Cuando un libro se entrelaza tanto con la vida privada y los gustos particulares de uno no hay forma humana ni divina de evitar que se desvelen las simpatías que hasta hacía unos minutos dormían plácidamente en la habitación de al lado, no porque yo haya escrito un libro sobre mi vida y haya padecido las consecuencias, sino porque desde este mismo blog incluí en el pasado algunas ficciones que hubieran podido pasar por verdad y así lo creyeron algunos. Esto no es una disculpa, solo quiero que entiendan, antes de gastarse el dinero por mi culpa, que cuando yo interrumpo su sueño para contarles que estoy leyendo una novela que me gusta mucho muchomucho estoy simplemente leyendo una novela que me gusta mucho muchomucho y no leyendo una novela que buenísima buenísimabuenísima.

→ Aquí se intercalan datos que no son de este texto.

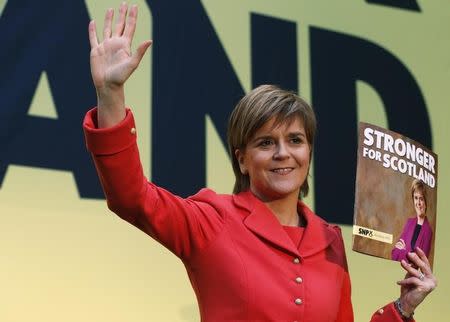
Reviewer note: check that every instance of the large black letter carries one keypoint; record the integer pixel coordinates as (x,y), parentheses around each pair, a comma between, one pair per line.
(192,77)
(53,37)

Pero lo que tiene cara también tiene cruz. La que viene a continuación es la parte de la reseña que menos gracia le va a hacer a Valeria Luiselli:
Me sobran los fantasmas, por ejemplo. Al final, con la tontería, ya ven: me cargo lo más importante. También me sobra la el excesivo protagonismo que se le da a la historia del poeta en la segunda parte. Más de lo mismo. Me quedo, de quedarme, con los motivos de uno y la intención con lo otro. Como “Los muertos” de Carrión: una buena idea mal envasada. Sospecho que Valeria Luiselli ha querido meter demasiado contenido en demasiado poco continente: 140 páginas no son suficientes para hablar de la falsa muerte de los vivos; de la falsa vida de los muertos y de la ficción acabando con la realidad, superándola. Plagarlo de pequeñas historias, personajes, distribuirlo todo en dos líneas temporales (tres, sin contamos la del poeta sobre el que escribe la protagonista) y salpicarlo intermitentemente de líneas de diálogo no es moco de pavo; como tampoco lo es sacarlo adelante con éxito. Creo que Valeria no acaba de conseguirlo aunque ha estado bastante cerca. El ritmo de la segunda mitad se resiente demasiado respecto del [ritmo] de la primera, que puede presumir de excelente.
Al final la novela deja un buen recuerdo, un regusto agradable, la sensación de no haber perdido del todo el tiempo, las ganas de seguir la trayectoria de esta mujer pero también la pena de haber estado tan cerca (es un decir) de haberla encontrado, ya saben, a la joven promesa que cada editorial asegura ocultar. Otra vez será. O no. Veremos.